To write a program to implement the simple linear regression model for predicting the marks scored.
- Hardware – PCs.
- Anaconda – Python 3.7 Installation / Moodle-Code Runner.
Use the standard libraries such as numpy, pandas, matplotlib.pyplot in python for the simple linear regression model for predicting the marks scored.
Set variables for assigning dataset values and implement the .iloc module for slicing the values of the variables X and y.
Import the following modules for linear regression; from sklearn.model_selection import train_test_split and also from sklearn.linear_model import LinearRegression.
Assign the points for representing the points required for the fitting of the straight line in the graph.
Predict the regression of the straight line for marks by using the representation of the graph.

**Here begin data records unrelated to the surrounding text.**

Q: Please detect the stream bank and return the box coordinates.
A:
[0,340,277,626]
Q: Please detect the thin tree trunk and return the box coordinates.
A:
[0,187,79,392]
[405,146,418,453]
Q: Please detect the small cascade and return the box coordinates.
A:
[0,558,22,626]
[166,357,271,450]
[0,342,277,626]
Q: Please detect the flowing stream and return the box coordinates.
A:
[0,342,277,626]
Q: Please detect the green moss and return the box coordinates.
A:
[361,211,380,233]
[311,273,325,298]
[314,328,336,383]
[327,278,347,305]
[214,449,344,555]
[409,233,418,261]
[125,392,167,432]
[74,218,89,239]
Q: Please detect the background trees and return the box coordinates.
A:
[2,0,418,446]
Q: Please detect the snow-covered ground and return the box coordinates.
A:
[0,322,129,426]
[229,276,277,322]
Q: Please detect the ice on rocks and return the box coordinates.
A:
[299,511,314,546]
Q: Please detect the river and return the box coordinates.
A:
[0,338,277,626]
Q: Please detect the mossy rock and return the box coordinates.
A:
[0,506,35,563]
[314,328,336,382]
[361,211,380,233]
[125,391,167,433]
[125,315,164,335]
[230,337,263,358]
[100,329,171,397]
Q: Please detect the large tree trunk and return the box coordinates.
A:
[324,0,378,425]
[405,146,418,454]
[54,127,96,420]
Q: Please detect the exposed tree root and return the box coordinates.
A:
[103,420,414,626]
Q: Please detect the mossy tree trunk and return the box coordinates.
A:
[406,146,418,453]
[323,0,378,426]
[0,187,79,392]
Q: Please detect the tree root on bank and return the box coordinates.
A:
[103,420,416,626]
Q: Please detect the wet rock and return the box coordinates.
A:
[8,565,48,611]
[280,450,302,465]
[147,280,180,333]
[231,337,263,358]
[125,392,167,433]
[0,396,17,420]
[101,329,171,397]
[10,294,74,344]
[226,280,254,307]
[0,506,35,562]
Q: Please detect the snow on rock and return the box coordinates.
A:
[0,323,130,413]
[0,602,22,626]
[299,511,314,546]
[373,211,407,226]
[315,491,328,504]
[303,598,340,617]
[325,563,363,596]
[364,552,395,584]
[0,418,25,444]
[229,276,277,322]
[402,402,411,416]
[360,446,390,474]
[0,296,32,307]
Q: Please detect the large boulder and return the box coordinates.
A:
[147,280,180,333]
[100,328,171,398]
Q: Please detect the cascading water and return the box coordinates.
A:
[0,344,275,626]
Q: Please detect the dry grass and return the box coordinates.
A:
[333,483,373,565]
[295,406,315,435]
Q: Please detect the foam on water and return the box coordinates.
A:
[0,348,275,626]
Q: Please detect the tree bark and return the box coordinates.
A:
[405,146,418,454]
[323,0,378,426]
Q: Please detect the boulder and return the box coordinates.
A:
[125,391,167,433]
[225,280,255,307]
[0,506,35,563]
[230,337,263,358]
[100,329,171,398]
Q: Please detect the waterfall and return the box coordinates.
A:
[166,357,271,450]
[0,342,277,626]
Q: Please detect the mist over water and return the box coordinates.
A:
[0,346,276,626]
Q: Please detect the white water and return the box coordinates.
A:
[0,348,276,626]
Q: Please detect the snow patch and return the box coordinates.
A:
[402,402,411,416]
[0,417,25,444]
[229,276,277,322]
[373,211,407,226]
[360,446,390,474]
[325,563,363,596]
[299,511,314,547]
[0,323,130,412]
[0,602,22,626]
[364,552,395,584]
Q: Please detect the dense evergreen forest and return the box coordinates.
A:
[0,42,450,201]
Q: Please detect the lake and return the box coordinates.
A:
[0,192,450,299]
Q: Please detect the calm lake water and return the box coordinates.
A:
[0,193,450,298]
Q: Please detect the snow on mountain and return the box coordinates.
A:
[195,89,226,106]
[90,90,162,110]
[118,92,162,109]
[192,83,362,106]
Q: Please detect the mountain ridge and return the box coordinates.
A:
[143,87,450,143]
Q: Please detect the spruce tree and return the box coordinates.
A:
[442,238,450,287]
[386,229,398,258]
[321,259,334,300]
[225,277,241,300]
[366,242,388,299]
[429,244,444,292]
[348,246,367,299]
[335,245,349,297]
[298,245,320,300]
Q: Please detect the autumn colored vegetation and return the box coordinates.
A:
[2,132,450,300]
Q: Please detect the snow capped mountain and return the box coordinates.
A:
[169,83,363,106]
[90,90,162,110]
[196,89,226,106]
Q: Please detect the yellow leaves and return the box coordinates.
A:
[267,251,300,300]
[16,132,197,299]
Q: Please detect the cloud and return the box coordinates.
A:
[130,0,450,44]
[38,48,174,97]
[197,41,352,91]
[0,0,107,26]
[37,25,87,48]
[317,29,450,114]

Compare the graphs (Training set, Testing set) and hence we obtained the simple linear regression model for predicting the marks scored using the given datas.
End the program.
/*
Program to implement the simple linear regression model for predicting the marks scored...
Developed by: PRANAVE B
RegisterNumber: 212221240040
*/
import numpy as np
import pandas as pd
import matplotlib.pyplot as plt
dataset= pd.read_csv('student_scores.csv')
dataset.head()
X=dataset.iloc[:,:-1].values
X
y=dataset.iloc[:,1].values
y
from sklearn.model_selection import train_test_split
X_train,X_test,y_train,y_test=train_test_split(X,y,test_size=1/3,random_state=0)
from sklearn.linear_model import LinearRegression
regressor=LinearRegression()
regressor.fit(X_train,y_train)
y_pred=regressor.predict(X_test)
y_pred
y_test
plt.scatter(X_train,y_train,color='orange')
plt.plot(X_train,regressor.predict(X_train),color='cyan')
plt.title("Hour vs scores(Training set)")
#plt.xlabel("Hours")
plt.ylabel("Scores")
plt.show()
plt.scatter(X_test,y_test,color='cyan')
plt.plot(X_test,regressor.predict(X_test),color='orange')#plotting the regression line
plt.title("Hours vs scores(Testing set)")
#plt.xlabel("Hours")
plt.ylabel("Scores")
plt.show()
Thus the program to implement the simple linear regression model for predicting the marks scored is written and verified using python programming.